Extracting knowledge from data.


Using massive quantities of data to advance the sciences

Creating synergies and interactions among the analysts and the “producers” of data

The CDS (Centre for Data Science) project consists of developing methods and tools so as to be capable of analysing gigantic amounts of data and extracting useful information from them for physics, biology, medicine, chemistry, the environment and the human sciences.

This project is multidisciplinary; it requires research on analytical methodologies (statistics, processes of machine learning, extracting knowledge, viewing data), as well as on software design. Specialized knowledge in each research field from which the data come is also indispensable.

The objective goes well beyond the current initiatives surrounding “big data”, which is focused on the retrieval, transfer, storage, filing and security of the data.

The Centre for Data Science will endeavour, above all, to extract knowledge from data.

Making the data speak

Predicting the links between genes and the physical characteristics of plants and animals, understanding the interactions among proteins, piercing the mysteries of black matter using gigantic telescopes, creating unbelievably accurate images of the brain in operation, discovering new particles in accelerators or detecting cosmic rays from them, organizing billions of musical pieces posted on the web, modelling the environment, or even understanding the growth of cities and the desertification of the countryside – all this research requires the processing of staggering amounts of data and even more, making sense of it. That’s the reason for the Centre for Data Science.

The CDS advantages

The CDS is designed most of all to combine all of the multidisciplinary skills required for analysing huge amounts of data. They are rarely gathered in a single laboratory. The Centre for Data Science will combine:

  • Scientists and engineers who collect data using sensors and detectors. They analyse them to discover the laws of nature;
  • Data specialists, who construct algorithms and propose new data processing methods;
  • Software engineers who design and implement tools;
  • Systems engineers who construct calculators and make them run.

The CDS will be a contact point both for multinationals and small and medium-sized businesses. Links will also be created with higher learning and with existing data centres.



Big data means the enormous amounts of extremely varied data that we continuously produce, especially through social networks or cell phones.
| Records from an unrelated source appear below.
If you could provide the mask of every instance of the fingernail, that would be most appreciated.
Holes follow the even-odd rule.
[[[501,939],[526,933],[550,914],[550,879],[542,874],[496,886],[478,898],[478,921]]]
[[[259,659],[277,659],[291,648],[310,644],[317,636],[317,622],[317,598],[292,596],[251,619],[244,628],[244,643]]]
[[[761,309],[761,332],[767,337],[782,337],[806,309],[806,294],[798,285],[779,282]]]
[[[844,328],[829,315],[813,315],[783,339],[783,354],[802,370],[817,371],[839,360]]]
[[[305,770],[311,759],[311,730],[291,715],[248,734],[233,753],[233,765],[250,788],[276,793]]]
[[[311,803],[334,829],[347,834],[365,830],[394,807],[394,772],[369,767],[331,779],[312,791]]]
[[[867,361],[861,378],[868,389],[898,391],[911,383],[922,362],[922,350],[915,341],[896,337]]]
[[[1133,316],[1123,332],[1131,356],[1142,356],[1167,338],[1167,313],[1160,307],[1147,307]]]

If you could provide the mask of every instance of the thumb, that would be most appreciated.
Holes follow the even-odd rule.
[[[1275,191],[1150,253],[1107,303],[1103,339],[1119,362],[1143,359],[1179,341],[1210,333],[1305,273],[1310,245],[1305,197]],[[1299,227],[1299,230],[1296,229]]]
Gathering these enormous amounts of data has never been so easy. In science, we also produce huge amounts of data using sensors, detectors, telescopes, imaging devices, etc.

This unprecedented growth has revolutionized science and industry during the last decade. In particle physics, for example, the automatic analyses of data related to simulation are the norm today. Likewise, a new science has emerged: bioinformatics, by interfacing biology and informatics. These massive amounts of data involve almost all of the disciplines. Being able to extract useful information from these data thus becomes a crucial scientific challenge. It is also a societal challenge to learn to control them and protect them.